Other panellists included Australia’s Disability Discrimination Commissioner, Alastair McEwin, and US disability rights lawyer Lainey Feingold.

Ms Feingold works with blind people to improve their access to web and mobile content and works to make technology and other information available to disabled people.

She developed an alternative dispute resolution process called the Structured Negotiation approach, which helps avoid lawsuits by negotiating comprehensive agreements with some of the largest US organisations.

Ms Kayess said it was important there was an appropriate and adequate regulatory framework that both ensured that people with disabilities had digital access, but also gave a right of redress if access wasn’t happening.

“People with disabilities aren’t embedded in design frames,” she said.

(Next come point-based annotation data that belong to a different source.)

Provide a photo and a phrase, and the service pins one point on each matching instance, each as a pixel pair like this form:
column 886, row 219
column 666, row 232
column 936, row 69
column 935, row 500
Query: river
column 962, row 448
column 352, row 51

“That is the Disability Innovation Institute’s remit here at UNSW, to bring people with disability and bring the experience of people with disability into the research space and to develop new innovative technologies, new innovative solutions to things.”

The panel was a side event to this year’s A11y Camp, Australia’s premier conference on accessibility and inclusion, and was a feature of the Australian Digital Inclusion Alliance’s Digital Accessibility Awareness Week.

“It’s a fabulous opportunity for us to host Lainey Fiengold and have her join us on the panel to be able to look at the US perspective but it’s great that we have been able to align it with the A11y camp that’s happening as well,” Ms Kayess said.